Cell Host Microbe. 2009 Sep 17;6(3):268-78. doi: 10.1016/j.chom.2009.08.006.
The actin-based motility of the intracellular pathogen Listeria monocytogenes relies on ActA, a bacterial factor with a structural domain allowing it to mimic the actin nucleation-promoting activity of host cell proteins of the WASP/WAVE family. Here, we used an RNAi-based genetic approach in combination with computer-assisted image analysis to investigate the role of host factors in L. monocytogenes cell-to-cell spread. We showed that the host cell serine/threonine kinase CK2 is required for efficient actin tail formation by L. monocytogenes. Furthermore, CK2-mediated phosphorylation of ActA regulated its affinity for the actin-nucleating ARP2/3 complex, as is the case for CK2-mediated phosphorylation of WASP and WAVE. Thus, ActA not only displays structural mimicry of WASP/WAVE family members, but also regulatory mimicry, having precisely co-opted the host machinery regulating these proteins. Comparisons based on ActA amino acid sequence suggest that unrelated pathogens that display actin-based motility may have evolved a similar strategy of regulatory mimicry.

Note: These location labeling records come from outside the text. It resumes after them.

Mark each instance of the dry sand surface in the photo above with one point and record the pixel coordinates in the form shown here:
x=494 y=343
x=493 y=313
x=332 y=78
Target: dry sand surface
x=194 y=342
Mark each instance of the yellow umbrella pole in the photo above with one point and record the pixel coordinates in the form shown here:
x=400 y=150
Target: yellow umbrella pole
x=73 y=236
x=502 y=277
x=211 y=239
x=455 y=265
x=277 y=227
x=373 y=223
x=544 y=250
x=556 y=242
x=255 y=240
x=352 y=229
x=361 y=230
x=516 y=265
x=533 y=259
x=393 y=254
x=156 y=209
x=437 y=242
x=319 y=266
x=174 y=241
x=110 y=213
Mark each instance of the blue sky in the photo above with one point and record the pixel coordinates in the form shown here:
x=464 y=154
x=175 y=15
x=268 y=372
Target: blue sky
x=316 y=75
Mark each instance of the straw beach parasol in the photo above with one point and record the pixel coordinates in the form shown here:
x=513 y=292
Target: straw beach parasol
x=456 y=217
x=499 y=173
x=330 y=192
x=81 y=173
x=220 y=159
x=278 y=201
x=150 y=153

细胞内病原体单核细胞增生李斯特菌基于肌动蛋白的运动性依赖于ActA,ActA是一种细菌因子,其结构域使其能够模拟WASP/WAVE家族宿主细胞蛋白的肌动蛋白成核促进活性。在此,我们使用基于RNA干扰的遗传方法并结合计算机辅助图像分析,来研究宿主因子在单核细胞增生李斯特菌细胞间传播中的作用。我们发现,宿主细胞丝氨酸/苏氨酸激酶CK2是单核细胞增生李斯特菌有效形成肌动蛋白尾所必需的。此外,CK2介导的ActA磷酸化调节了其对肌动蛋白成核ARP2/3复合物的亲和力,WASP和WAVE的CK2介导的磷酸化情况也是如此。因此,ActA不仅在结构上模拟了WASP/WAVE家族成员,而且在调节上也进行了模拟,精确地采用了调节这些蛋白的宿主机制。基于ActA氨基酸序列的比较表明,表现出基于肌动蛋白运动性的无关病原体可能已经进化出类似的调节模拟策略。